At the undergraduate level, MLS will launch a bachelor of science in applied molecular biology and biotechnology (BAMBB). And, at the graduate level, a new master of science in medical sciences will commence.
Bachelor of science in applied molecular biology and biotechnology
The new undergraduate degree is designed to create a highly skilled technical workforce to support the biotech industry.
“Students will gain a defined skill set in areas such as recombinant DNA technology, cell and tissue culture and protein purification,” said MLS chairperson Esther Biswas-Fiss. “Students will hit the ground running following graduation — well-prepared to enter the workforce or to continue their education at the graduate or professional level.”
The BAMBB major will prepare students to work in a wide variety of biotechnology-related settings. With a lockstep curriculum, the program emphasizes hands-on training and practical experience while providing a solid foundation in the basic subjects from which biotechnology evolved. Practical internships are also integrated into the curriculum, so students can gain additional experience in real world laboratory settings.

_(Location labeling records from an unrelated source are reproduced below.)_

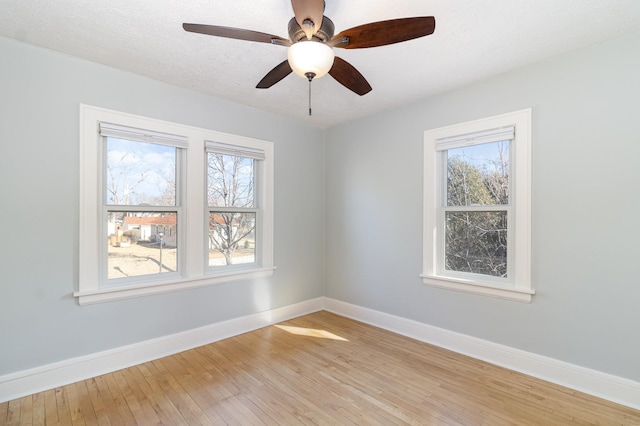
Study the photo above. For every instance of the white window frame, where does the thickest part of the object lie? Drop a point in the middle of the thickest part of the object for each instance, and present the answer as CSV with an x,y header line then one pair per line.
x,y
518,284
193,259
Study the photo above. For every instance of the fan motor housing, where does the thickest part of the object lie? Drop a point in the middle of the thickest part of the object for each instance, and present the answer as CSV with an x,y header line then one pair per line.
x,y
324,34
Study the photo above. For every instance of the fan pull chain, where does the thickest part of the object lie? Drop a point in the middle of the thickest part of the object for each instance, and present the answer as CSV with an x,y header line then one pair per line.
x,y
310,76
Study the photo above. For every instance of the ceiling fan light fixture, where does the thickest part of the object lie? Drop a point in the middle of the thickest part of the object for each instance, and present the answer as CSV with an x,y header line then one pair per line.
x,y
310,57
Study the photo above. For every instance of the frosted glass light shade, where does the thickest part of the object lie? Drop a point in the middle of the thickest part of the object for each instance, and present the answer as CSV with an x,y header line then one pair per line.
x,y
310,57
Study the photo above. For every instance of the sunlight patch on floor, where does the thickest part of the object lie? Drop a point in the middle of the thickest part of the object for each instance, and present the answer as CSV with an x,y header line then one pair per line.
x,y
323,334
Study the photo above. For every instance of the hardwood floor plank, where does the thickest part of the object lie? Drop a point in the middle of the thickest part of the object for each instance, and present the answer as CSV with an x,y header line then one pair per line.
x,y
319,369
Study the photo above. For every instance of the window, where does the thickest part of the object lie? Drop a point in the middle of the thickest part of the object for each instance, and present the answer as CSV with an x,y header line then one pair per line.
x,y
165,207
477,207
232,204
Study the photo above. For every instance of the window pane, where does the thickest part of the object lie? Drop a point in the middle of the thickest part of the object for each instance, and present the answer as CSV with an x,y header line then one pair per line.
x,y
140,173
230,181
232,238
476,242
141,243
478,175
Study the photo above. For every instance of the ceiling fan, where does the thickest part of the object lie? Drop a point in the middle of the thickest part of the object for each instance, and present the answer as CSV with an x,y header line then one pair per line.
x,y
311,42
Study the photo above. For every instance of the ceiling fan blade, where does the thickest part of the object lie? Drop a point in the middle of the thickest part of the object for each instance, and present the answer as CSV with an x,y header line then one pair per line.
x,y
236,33
387,32
312,10
349,77
275,75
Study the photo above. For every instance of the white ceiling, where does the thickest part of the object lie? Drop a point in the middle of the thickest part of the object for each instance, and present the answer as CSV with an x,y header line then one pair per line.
x,y
473,40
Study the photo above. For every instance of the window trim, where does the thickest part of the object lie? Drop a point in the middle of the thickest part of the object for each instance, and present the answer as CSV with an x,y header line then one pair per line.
x,y
194,269
518,289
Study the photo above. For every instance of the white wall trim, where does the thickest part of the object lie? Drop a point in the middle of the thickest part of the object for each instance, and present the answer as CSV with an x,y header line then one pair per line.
x,y
602,385
27,382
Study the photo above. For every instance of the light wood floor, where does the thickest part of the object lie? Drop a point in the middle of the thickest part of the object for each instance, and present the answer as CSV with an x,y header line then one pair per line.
x,y
317,369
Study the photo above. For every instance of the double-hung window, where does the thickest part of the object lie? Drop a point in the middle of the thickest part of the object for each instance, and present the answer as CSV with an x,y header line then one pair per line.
x,y
477,207
232,205
165,207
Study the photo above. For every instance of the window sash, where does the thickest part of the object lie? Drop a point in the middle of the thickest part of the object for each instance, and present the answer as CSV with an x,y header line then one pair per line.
x,y
436,142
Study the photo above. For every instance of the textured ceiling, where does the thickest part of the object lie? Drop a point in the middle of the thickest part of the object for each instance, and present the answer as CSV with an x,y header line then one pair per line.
x,y
473,40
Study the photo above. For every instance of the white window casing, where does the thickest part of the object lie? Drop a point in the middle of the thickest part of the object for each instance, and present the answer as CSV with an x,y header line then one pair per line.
x,y
95,125
516,128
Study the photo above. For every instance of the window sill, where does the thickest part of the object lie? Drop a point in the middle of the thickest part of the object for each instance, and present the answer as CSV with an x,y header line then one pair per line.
x,y
108,294
516,294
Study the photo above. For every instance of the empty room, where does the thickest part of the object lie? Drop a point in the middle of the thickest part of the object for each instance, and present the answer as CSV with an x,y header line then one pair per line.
x,y
320,212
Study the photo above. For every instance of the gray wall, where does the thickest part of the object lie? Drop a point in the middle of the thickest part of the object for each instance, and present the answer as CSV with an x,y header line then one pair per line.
x,y
586,174
40,322
586,205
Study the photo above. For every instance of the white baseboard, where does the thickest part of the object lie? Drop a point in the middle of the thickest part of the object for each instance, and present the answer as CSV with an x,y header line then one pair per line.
x,y
602,385
23,383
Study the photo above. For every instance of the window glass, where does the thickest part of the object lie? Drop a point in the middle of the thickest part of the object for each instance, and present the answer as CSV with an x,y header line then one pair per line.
x,y
230,180
476,242
140,173
478,175
141,243
232,238
232,231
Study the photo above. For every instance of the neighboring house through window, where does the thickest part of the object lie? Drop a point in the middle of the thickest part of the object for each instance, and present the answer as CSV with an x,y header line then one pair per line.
x,y
477,207
145,227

The program is modeled after a highly successful program that Biswas-Fiss previously directed for nearly two decades at Thomas Jefferson University.
“It is amazing to see my graduates in leadership positions in the biopharma industry, continuing their education or contributing to personalized medicine,” she said.

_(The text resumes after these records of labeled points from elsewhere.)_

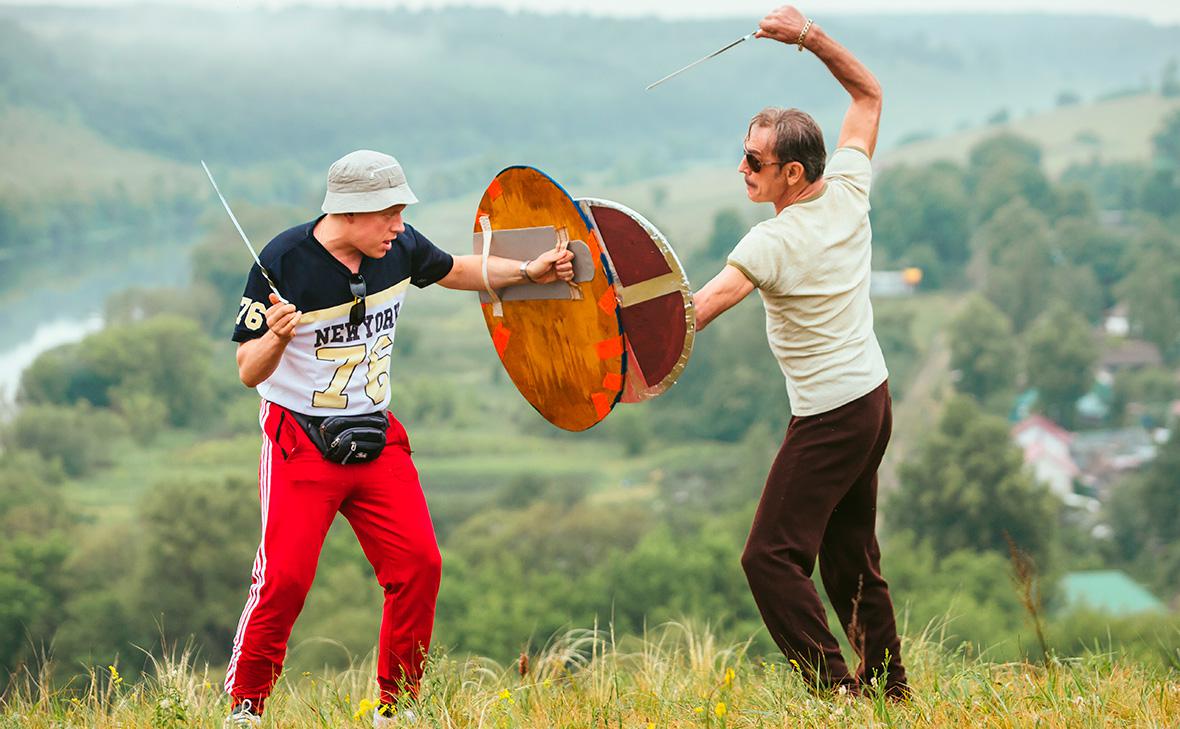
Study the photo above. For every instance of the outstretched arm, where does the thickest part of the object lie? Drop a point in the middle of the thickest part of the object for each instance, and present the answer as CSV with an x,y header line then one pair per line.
x,y
719,295
467,274
863,118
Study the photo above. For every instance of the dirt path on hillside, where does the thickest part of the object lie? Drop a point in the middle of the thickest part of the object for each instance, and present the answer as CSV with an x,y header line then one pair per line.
x,y
919,409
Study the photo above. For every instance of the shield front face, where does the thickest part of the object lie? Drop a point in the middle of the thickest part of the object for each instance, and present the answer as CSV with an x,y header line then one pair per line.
x,y
654,295
565,354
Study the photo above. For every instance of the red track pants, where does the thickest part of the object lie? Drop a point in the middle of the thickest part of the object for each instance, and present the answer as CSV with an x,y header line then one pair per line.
x,y
301,493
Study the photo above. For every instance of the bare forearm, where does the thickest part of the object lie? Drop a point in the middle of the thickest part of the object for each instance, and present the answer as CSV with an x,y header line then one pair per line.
x,y
719,295
853,76
259,359
467,273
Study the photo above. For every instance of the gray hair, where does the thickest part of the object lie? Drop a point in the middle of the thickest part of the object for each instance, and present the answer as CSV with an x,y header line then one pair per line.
x,y
797,138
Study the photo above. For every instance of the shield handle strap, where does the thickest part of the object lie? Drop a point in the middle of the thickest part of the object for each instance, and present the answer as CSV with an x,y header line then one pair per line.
x,y
563,244
485,224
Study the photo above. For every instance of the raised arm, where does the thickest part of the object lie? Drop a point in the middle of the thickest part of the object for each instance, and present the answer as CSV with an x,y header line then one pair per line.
x,y
863,118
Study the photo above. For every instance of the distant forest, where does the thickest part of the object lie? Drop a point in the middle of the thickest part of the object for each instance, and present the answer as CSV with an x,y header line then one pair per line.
x,y
459,93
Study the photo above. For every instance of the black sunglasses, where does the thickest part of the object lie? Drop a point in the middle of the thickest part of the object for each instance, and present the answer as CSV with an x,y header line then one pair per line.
x,y
755,164
356,286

Her former students are quick to attest to the benefits of the program.
“The biotechnology program provided me with a strong scientific foundation and also the practical tools necessary to compliment that knowledge base,” said Denise Gallagher, biomarker operations lead at Bristol-Myers Squibb. “As a result, I leveraged that skill set to take advantage of the internship placement opportunities and secure a full-time position upon graduation.”
To earn a bachelor of science degree, a UD student must complete 122 credits and meet the requirements outlined in the University of Delaware Catalog.
Master of science in medical sciences
The new graduate program in medical sciences is designed for practicing professionals who wish to expand their knowledge in the laboratory sciences field. Graduate students will choose an area of study — laboratory administration, advanced laboratory practice skills, research or laboratory science education.
“In order to help them further their growing professional career, we have a flexible curriculum where students can gain knowledge and competency in various emerging areas of practice, including molecular diagnostics,” explained Biswas-Fiss.
The M.S. in medical sciences requires 32 or 33 credits. Students can complete the curriculum in an accelerated format (three semesters); a traditional, four-semester format; or an extended, part-time format (over the course of six semesters).
Areas of study will include research design, methods in bioscience education, regulatory and fiscal issues in laboratory management, and a capstone project. Electives round out the curriculum allowing students to customize their degree program.
“As a 40-plus year educator who is retiring after fall, I am particularly delighted to have this path available for those who want to be the next generation of educators in our field,” said MLS professor Mary Ann McLane.
The program will open up multiple opportunities for students in settings such as laboratory management, STEM (science, technology, engineering and mathematics) education, molecular diagnostics, forensics and public health.
“I believe that the program is truly unique. It allows you to gain the lab experience that you need while also fostering relationships with faculty,” said MLS post-graduate intern Jazzlyn Jones. “Both of these things can be challenging in other schools and programs.”